Catalyst Three: Macroeconomic pivot

Bitcoin was born out of the 2008 financial crisis. This means bitcoin is currently facing one thing it has never had to face in its 15-year lifetime: soaring interest rates.

As central banks across the world have reined in fiscal policy to get a grip on inflation, so too have the risk-on markets been reined in.

Now that interest rates have likely peaked as inflation has cooled off, there is little to no prior data to suggest how bitcoin might react.

There is every chance that, as investors start withdrawing from the bond markets as fixed-income rates fall off, some of this money is likely to find its way into the crypto markets.

When that might be though, is a matter of speculation, with a ‘higher-for-longer’ interest rate narrative starting to take hold.

A cooling off of monetary policy could also result in a cooling of the US dollar; a bullish prospect for the BTC/USD pair.

Catalyst Four: Technical indicators

Technical analysis is great in that trend lines and signals can be drawn and manipulated to fit any narrative you want. Astrology for markets, as they say.

Regardless, trend lines point to both a short-term and mid-term upswing in bitcoin’s price.

The orange line on the graph below represents bitcoin’s average closing price over the past 200 days, while the green line represents bitcoin’s average closing price over the past.

Both are moving higher, indicating bullishness in both the short and mid-term bitcoin spot price.

Credit: Binance.com

A ‘golden cross’ occurs when the 50-day moving average (MA) crosses above the 200-day MA. This supposedly indicates an emerging bull run, though once again, the propensity for finding methods in market madness cannot be ignored.

Both of the 2021 bull runs came after a golden cross, as did the March rally earlier this year, though at vastly different intervals.

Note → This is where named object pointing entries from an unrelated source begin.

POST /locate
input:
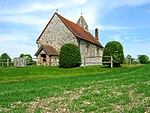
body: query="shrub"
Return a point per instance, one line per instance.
(28, 57)
(115, 50)
(3, 59)
(69, 56)
(5, 56)
(144, 59)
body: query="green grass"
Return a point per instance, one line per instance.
(90, 89)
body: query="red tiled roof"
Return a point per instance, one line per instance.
(49, 50)
(76, 30)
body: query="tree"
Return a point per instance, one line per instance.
(115, 50)
(28, 57)
(69, 56)
(4, 58)
(128, 59)
(144, 59)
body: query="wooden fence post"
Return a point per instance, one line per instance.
(84, 61)
(111, 59)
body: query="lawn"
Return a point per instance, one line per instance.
(90, 89)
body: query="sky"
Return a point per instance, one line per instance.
(126, 21)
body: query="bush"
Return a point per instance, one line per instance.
(3, 59)
(144, 59)
(69, 56)
(115, 50)
(28, 57)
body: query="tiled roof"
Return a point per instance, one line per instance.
(49, 50)
(78, 31)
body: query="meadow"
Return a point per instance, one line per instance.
(90, 89)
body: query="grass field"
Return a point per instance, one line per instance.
(90, 89)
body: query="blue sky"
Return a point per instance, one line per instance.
(126, 21)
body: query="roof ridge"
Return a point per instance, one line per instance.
(87, 33)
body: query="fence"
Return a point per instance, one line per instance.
(96, 60)
(6, 62)
(22, 62)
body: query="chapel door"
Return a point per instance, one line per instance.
(43, 59)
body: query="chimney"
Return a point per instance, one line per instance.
(96, 34)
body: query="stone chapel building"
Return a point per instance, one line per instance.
(60, 31)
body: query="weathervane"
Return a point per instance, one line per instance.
(56, 10)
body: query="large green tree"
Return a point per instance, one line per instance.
(4, 57)
(114, 49)
(69, 56)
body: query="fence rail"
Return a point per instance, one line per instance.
(86, 61)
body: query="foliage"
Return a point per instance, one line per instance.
(144, 59)
(115, 50)
(126, 88)
(69, 56)
(129, 59)
(28, 57)
(4, 58)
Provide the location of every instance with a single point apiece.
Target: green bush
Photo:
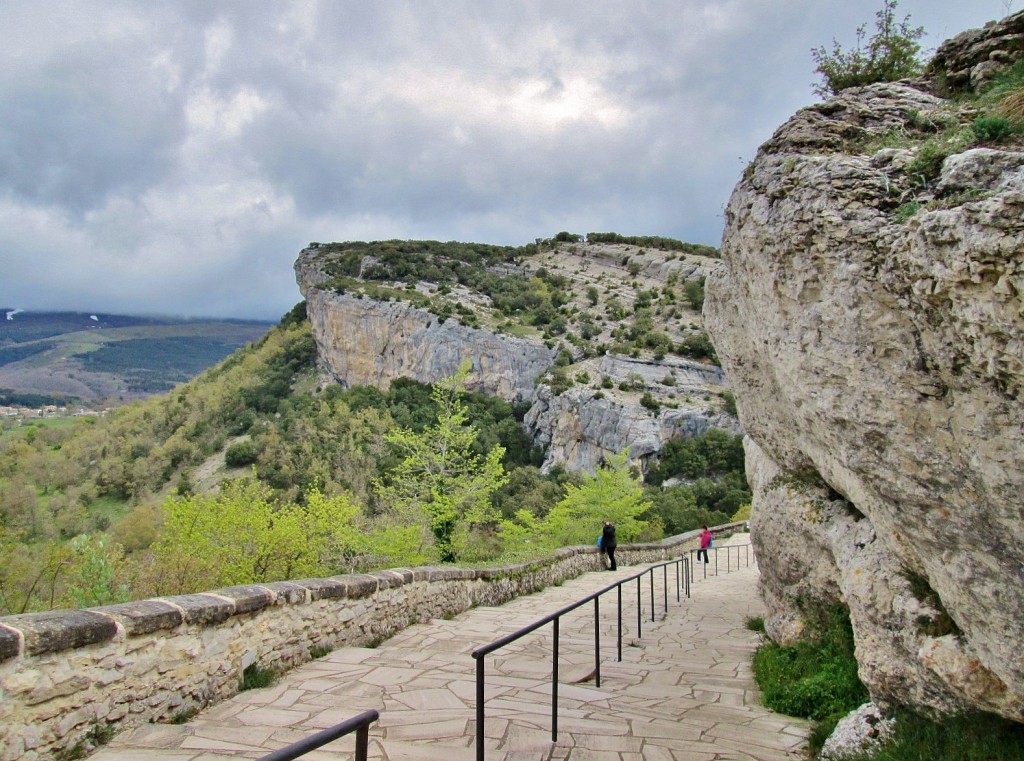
(891, 53)
(814, 678)
(907, 210)
(975, 737)
(255, 677)
(992, 129)
(241, 454)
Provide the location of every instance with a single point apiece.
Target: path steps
(683, 691)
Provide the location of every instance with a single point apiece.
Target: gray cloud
(175, 157)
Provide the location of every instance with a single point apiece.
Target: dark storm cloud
(174, 157)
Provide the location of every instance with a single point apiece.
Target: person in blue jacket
(608, 543)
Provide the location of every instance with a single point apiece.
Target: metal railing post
(651, 594)
(639, 608)
(554, 683)
(665, 590)
(619, 590)
(479, 709)
(361, 743)
(597, 641)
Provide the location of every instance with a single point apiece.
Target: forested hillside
(261, 469)
(82, 358)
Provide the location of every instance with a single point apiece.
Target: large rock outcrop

The momentum indicators are less bullish, with the relative strength index (RSI) showing a recent overbought period which could mean bitcoin’s currently elevated price is running out of steam.

What does this all mean?

For every bullish catalyst, there is at least one sceptical take on the matter. Can bitcoin reach $100,000?

It is certainly possible, but we all know by now that the cryptocurrency markets are impossible to predict.

Just like any other field of investing, it pays to do your own research and plot your own course.